During the facility tour with the facility's consultant on 2/16/11, the laundry room in the basement was observed. At 11:34 a.m., the lint traps to 2 of 2 clothes dryers were opened and observed to contain heavy accumulation of lint. The first clothes dryer contained approximately 1/2-inch to 1-inch thickness of lint accumulated on the dryer floor. The second clothes dryer contained approximately 1/2-inch to 2-inch thickness of lint accumulated on the dryer floor. No records of cleaning intervals were in place.

LIFE SAFETY CODE STANDARD

Tag No.: K0147

Based on observation, the facility failed to maintain electrical safety in accordance with NFPA 70. This was evidenced by a broken face plate to a receptacle outlet in a patient's room on the 5th Floor of Main Hospital Building and an electrical panel with exposed electrical wire.

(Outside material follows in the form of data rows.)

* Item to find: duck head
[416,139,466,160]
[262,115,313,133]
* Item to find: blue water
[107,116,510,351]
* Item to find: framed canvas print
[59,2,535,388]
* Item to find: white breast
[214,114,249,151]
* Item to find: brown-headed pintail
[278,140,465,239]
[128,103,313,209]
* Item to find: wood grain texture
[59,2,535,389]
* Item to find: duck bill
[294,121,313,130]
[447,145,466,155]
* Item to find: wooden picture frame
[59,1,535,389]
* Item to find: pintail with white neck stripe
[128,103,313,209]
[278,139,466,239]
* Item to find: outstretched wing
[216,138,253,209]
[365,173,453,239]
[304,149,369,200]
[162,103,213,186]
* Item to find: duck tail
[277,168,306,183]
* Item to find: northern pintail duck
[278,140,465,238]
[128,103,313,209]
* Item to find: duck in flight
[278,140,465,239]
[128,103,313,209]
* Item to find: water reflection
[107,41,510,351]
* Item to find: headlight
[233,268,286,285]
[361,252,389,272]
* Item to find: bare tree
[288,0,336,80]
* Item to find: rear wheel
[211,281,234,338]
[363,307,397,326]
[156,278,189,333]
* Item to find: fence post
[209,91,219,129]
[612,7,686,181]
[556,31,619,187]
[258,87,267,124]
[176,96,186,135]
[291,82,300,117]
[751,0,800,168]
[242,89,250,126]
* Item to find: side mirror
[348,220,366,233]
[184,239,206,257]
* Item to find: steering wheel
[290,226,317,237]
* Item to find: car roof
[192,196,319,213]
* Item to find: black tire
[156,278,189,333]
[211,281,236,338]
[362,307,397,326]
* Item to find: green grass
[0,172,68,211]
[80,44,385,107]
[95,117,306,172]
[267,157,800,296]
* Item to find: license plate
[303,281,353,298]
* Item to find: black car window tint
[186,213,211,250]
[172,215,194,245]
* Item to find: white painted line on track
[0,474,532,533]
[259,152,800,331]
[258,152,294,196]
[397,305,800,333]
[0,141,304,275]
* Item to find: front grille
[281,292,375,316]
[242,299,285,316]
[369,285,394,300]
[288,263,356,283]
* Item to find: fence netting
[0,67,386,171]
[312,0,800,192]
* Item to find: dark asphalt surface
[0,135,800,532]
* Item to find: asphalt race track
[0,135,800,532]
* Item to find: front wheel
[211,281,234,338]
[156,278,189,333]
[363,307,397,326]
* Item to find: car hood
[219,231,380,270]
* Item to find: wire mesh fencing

This had the potential of electrocuting personnel and cause electrical fire.

NFPA 70, National Electrical Code, 1999 Edition
110-56. Energized Parts. Bare terminals of transformers, switches, motor controllers, and other equipment shall be enclosed to prevent accidental contact with energized parts.

Findings:

1. During a tour of the facility with the Maintenance Engineer on 02/15/2011, electrical components were observed. At 1:20 p.m., the electrical outlet, located by the resident's room window in Room 516, had a broken face plate.

LIFE SAFETY CODE STANDARD

Tag No.: K0147

2/17/2011, Bldg. 4, Mental Health

2. During a tour of the facility with the Maintenance Engineer on 02/17/2011, electrical panels were observed. At 9:52 a.m., the electrical panel labeled 3MA, Mental Health Building located inside a room with door labeled 15, had two open breakers. The openings, labeled 2 & 6, exposed energized parts.